In an exceptional year for Manchester International Festival, with audiences of over 300,000 and an economic impact of over £40 million, MIF ran their first ever Creative50 programme, inviting local artists, makers and creative practitioners to respond to events, ideas and artists in the Festival programme.

Funded through Arts Council England’s Ambition for Excellence award and supported by Bruntwood, MIF invited 50 Manchester artists to respond to commissions in the Festival, sharing their work through digital platforms including BBC Live.

Alongside working with artists from China, Egypt, US and Berlin, MIF was keen to open-up new opportunities to engage with local artists. The Creative50 initiative offered a significant step for the Festival to expand its work with local artists, provide new skills development opportunities for the sector as well as positioning Manchester as a leader in the interplay between live and digital arts.

Artists from across Manchester, ranging from 18 to 53 years of age, were given digital training and mentorship over the three months leading up to the Festival. Using new digital tools and technologies to develop their practice the artists created collaborative and individual online responses to the world-cs held throughout the Festival.

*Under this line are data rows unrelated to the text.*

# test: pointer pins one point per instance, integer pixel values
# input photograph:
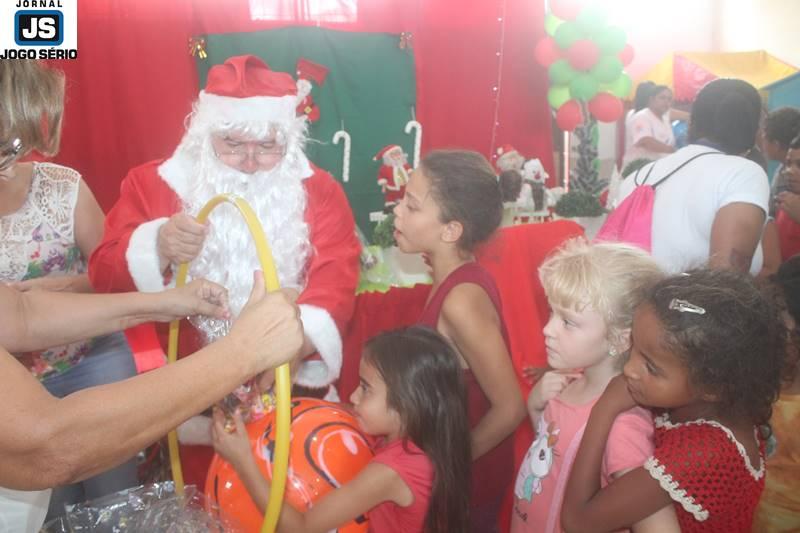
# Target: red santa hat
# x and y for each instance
(384, 150)
(505, 150)
(244, 89)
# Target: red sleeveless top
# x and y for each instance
(493, 472)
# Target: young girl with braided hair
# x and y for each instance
(707, 354)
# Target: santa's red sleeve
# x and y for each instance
(327, 302)
(127, 259)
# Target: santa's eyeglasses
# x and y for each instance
(9, 151)
(261, 153)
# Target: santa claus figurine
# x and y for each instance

The Creative50 website launches on Thursday 19 October at creative50.mif.co.uk with over 60 artistic creations. Highlights include:

Dark Matter Inside by Tasha Whittle and Dyllan Zain
Tasha Whittle painted a mural influenced by the sound and atmosphere of Clark’s Dark Matter performance at MIF whilst wearing a device that responded to her movement creating sound. Whittle then created a musical composition with the output, which was used by Dyllan to project map visuals onto Tasha’s original mural.

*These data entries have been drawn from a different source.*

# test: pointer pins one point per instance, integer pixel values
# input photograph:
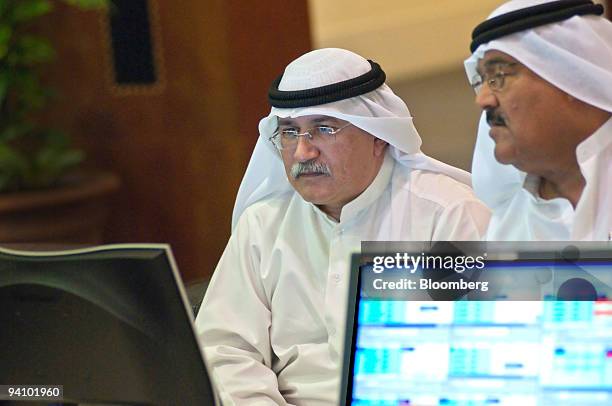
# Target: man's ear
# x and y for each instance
(379, 146)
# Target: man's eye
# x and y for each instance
(289, 132)
(325, 130)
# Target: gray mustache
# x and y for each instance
(309, 168)
(493, 118)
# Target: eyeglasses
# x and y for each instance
(321, 135)
(495, 78)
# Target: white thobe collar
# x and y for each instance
(366, 198)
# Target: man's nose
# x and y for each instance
(486, 98)
(304, 150)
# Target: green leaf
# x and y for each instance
(4, 84)
(26, 10)
(88, 4)
(15, 130)
(5, 36)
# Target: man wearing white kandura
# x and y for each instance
(542, 71)
(338, 162)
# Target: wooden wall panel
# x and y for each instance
(180, 149)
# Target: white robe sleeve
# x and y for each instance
(233, 326)
(465, 220)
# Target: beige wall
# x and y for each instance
(421, 46)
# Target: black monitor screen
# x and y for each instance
(111, 325)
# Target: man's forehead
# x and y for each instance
(305, 120)
(492, 58)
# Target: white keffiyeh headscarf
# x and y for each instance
(575, 55)
(379, 112)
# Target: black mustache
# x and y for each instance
(494, 118)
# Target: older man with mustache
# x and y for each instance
(542, 72)
(337, 162)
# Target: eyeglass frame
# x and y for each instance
(478, 80)
(276, 141)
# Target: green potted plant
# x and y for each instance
(38, 164)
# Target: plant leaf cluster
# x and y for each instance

FatherLine by Jack Hardiker and Craig De Gozdawa
An interactive telephone line where participants can listen to and add stories about fatherhood. A living library offering anonymity across a common technology, the project captures an intimacy and frankness that is sometimes denied in traditional interview forms. The project includes an early 2000s-style website https://www.fatherline.com/, furthering the digital narrative of FatherLine.

 

10,000 Gestures of kindness by Andrew Magee and Vitalija Glovackyte

Andrew Magee began documenting the gestures in St Ann’s Square, a space transformed between May and July by people leaving flowers, toys, candles and messages of love chalked onto the stones, in small hand drawn vignettes. The film comprises over 200 individual hand drawn monotypes, each drawn and printed by hand and then animated digitally. The music, by Vitalija Glovackyte, was created using an electric guitar and the amplified sounds of paper and pencil.